Thomas Harrington, the Cradle of Liberty Council's CEO, said the Scouts would comply with both of Clarke's conditions.
"We plan to stay in the building for many years. Having outside groups utilize the office for meetings is consistent with what we've done for many years," said Harrington, who said that gay organizations would be welcome to hold events.
But Malcolm Lazin, executive director of the Equality Forum, criticized the agreement and said the modifications to the bill don't go far enough.
"Anything that rewards discrimination is just plain wrong. So to give the Boy Scouts the building for $500,000 is giving them a prize piece of Philadelphia property for a pittance," Lazin said, adding that the city should seek fair market value for the building.
Lazin was among a group of more than 20 prominent Philadelphians who signed a letter to Mayor Nutter this week asking him to halt the settlement.
Still, Nutter said yesterday that this deal was in the best interest of the city.

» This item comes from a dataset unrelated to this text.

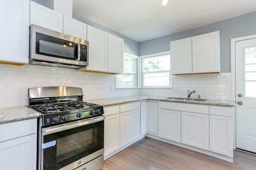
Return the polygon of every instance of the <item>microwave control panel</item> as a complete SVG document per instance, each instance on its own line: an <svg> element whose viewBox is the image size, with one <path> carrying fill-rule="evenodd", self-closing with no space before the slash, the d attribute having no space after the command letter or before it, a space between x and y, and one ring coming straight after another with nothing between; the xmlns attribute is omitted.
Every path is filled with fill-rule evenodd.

"It is our legal judgment, both in the city and with outside counsel, we have reached a conclusion that pursuing this further is a less than potentially positive outcome," Nutter said.
The dispute began with a 5-4 U.S. Supreme Court decision in 2000 that upheld the legality of the national organization's ban on gay Scouts and troop leaders.
That put the organization in conflict with the city charter's ban on discrimination rooted in sexual orientation. In 2007, the city said the regional Scouts organization would have to vacate or begin paying $200,000-a-year rent for its previously rent-free headquarters, built by the Scouts 80 years ago on city-owned property.
The Scouts then sued the city, alleging a violation of First Amendment rights. In June, a federal jury agreed that the city had violated the Scouts' rights, raising the specter that taxpayers might have to pay their legal bills, most recently estimated at $960,000.